Sibari – Due persone sono state arrestate nella sibaritide perché colte in flagranza di reato mentre stavano rubando della frutta in un pescheto. Il fatto è avvenuto nella frazione Lauropoli di Cassano allo Ionio. La Guardia di Finanza di Sibari, nel corso di una serie di controlli, insospettiti dalla presenza di un’auto a pieno carico che stava uscendo da un fondo, ha fermato la vettura controllando accuratamente l’auto e i passeggeri. I due trasportavano un ingente quantitativo di pesche nel vano posteriore e alle domande dei militari sulla provenienza e proprietà dei frutti, i due non hanno fatto altro che confessare di averle prese furtivamente.

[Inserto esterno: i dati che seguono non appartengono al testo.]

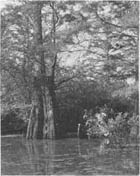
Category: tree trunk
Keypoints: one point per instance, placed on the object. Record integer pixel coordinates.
(41, 122)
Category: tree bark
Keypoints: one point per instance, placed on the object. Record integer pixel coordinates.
(41, 123)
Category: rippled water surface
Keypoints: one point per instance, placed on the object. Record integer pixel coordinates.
(69, 157)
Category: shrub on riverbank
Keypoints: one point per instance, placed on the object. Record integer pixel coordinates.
(119, 125)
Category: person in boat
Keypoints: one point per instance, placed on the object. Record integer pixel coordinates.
(81, 131)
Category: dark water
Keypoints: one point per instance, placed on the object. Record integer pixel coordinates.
(69, 157)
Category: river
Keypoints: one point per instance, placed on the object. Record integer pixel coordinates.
(69, 156)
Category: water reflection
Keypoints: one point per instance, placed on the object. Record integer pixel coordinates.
(69, 156)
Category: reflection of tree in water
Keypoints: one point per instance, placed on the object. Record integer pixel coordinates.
(41, 154)
(104, 156)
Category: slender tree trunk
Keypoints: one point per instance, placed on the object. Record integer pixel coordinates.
(41, 123)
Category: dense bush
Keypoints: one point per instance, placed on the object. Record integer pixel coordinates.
(118, 125)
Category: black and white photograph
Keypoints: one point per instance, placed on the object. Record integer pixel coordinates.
(69, 87)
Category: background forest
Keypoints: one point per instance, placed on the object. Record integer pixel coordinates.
(59, 58)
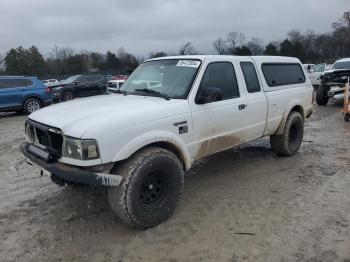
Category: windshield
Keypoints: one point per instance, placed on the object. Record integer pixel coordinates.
(341, 65)
(321, 67)
(69, 80)
(170, 78)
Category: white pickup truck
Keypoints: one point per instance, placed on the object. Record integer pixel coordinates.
(140, 142)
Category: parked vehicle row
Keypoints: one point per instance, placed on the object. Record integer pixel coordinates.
(50, 82)
(170, 112)
(80, 86)
(23, 94)
(333, 82)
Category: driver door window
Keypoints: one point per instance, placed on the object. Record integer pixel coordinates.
(221, 75)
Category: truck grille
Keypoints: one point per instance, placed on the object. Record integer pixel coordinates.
(45, 136)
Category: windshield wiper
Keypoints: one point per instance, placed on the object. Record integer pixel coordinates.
(122, 92)
(153, 92)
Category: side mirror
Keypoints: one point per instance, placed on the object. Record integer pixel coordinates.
(208, 95)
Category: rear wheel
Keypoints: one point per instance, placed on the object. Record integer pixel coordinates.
(67, 95)
(321, 96)
(288, 143)
(31, 105)
(153, 182)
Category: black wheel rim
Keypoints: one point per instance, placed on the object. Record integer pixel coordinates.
(294, 138)
(153, 188)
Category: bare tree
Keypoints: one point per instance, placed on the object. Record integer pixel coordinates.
(235, 39)
(62, 53)
(256, 46)
(187, 49)
(220, 46)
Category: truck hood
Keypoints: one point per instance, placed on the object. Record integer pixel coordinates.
(74, 118)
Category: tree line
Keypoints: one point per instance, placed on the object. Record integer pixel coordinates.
(308, 46)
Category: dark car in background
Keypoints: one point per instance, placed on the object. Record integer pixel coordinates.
(80, 86)
(23, 94)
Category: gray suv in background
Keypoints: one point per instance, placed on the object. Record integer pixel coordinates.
(80, 86)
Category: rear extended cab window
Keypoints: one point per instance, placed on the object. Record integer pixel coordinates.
(279, 74)
(250, 77)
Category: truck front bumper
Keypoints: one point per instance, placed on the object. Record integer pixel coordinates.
(68, 173)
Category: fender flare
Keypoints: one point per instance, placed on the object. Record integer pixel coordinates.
(153, 137)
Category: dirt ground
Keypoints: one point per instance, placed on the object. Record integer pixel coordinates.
(245, 204)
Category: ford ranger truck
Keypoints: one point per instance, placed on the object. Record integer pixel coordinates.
(169, 113)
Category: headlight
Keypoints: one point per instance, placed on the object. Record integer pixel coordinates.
(81, 149)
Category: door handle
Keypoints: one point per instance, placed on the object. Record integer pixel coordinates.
(242, 106)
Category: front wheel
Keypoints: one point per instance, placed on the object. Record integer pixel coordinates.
(347, 117)
(153, 182)
(321, 96)
(288, 143)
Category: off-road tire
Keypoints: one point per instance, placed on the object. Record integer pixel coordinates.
(321, 96)
(152, 183)
(31, 105)
(67, 95)
(288, 143)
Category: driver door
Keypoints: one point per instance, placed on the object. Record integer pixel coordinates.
(221, 124)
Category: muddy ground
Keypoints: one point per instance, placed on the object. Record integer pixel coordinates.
(245, 204)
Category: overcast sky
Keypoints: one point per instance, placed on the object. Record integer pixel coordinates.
(142, 26)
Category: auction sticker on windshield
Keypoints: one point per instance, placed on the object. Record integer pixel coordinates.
(189, 63)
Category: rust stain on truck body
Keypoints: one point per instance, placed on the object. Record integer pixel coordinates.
(217, 144)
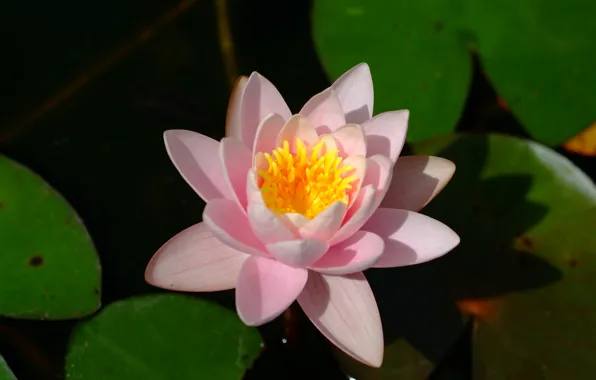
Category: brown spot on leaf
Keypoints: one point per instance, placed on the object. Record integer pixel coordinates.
(484, 309)
(584, 143)
(36, 261)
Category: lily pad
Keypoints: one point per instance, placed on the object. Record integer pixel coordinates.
(506, 195)
(5, 372)
(48, 264)
(168, 336)
(420, 55)
(549, 332)
(417, 61)
(525, 215)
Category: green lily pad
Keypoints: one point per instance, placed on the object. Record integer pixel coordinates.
(549, 332)
(525, 215)
(505, 192)
(417, 61)
(48, 265)
(5, 372)
(168, 336)
(420, 55)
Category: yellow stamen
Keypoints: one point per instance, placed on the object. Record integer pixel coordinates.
(304, 183)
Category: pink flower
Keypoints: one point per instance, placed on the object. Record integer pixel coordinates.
(299, 205)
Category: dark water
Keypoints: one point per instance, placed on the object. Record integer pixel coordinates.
(87, 90)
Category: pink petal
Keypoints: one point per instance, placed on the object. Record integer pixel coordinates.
(329, 144)
(260, 98)
(267, 225)
(324, 111)
(298, 253)
(410, 237)
(195, 261)
(266, 288)
(416, 181)
(298, 127)
(237, 161)
(294, 221)
(350, 140)
(358, 163)
(355, 92)
(357, 215)
(233, 120)
(267, 133)
(344, 310)
(355, 254)
(386, 133)
(379, 173)
(197, 159)
(324, 225)
(230, 225)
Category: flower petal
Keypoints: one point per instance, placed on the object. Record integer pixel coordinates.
(298, 253)
(236, 159)
(267, 133)
(386, 133)
(233, 120)
(260, 98)
(324, 111)
(356, 216)
(350, 140)
(195, 261)
(379, 174)
(410, 237)
(329, 144)
(193, 155)
(267, 225)
(298, 127)
(266, 288)
(355, 254)
(344, 310)
(416, 181)
(230, 225)
(326, 224)
(355, 92)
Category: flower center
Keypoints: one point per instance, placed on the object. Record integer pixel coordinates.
(306, 182)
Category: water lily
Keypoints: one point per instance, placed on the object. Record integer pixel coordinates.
(297, 206)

Il legittimo proprietario del fondo, individuato e contattato dai militari, ha presentato formale querela presso gli Uffici del Reparto mentre i due (madre e figlio), con numerosi precedenti di polizia anche specifici, sono stati denunciati per il reato di furto. Sono stati poi arrestati e posti uno ai domiciliari e l’altro presso la Casa Circondariale di Castrovillari. I prodotti sottratti furtivamente, successivamente quantificati in 460 Kg, su disposizione dell’Autorità Giudiziaria sono stati dissequestrati e restituiti al legittimo proprietario.
Le attività svolte si collocano all’interno di un dispositivo permanente attuato negli ultimi mesi dalle Fiamme Gialle, a prevenzione dei reati contro il patrimonio, conseguenti agli ultimi furti messi a segno nei fondi agricoli della Sibaritide.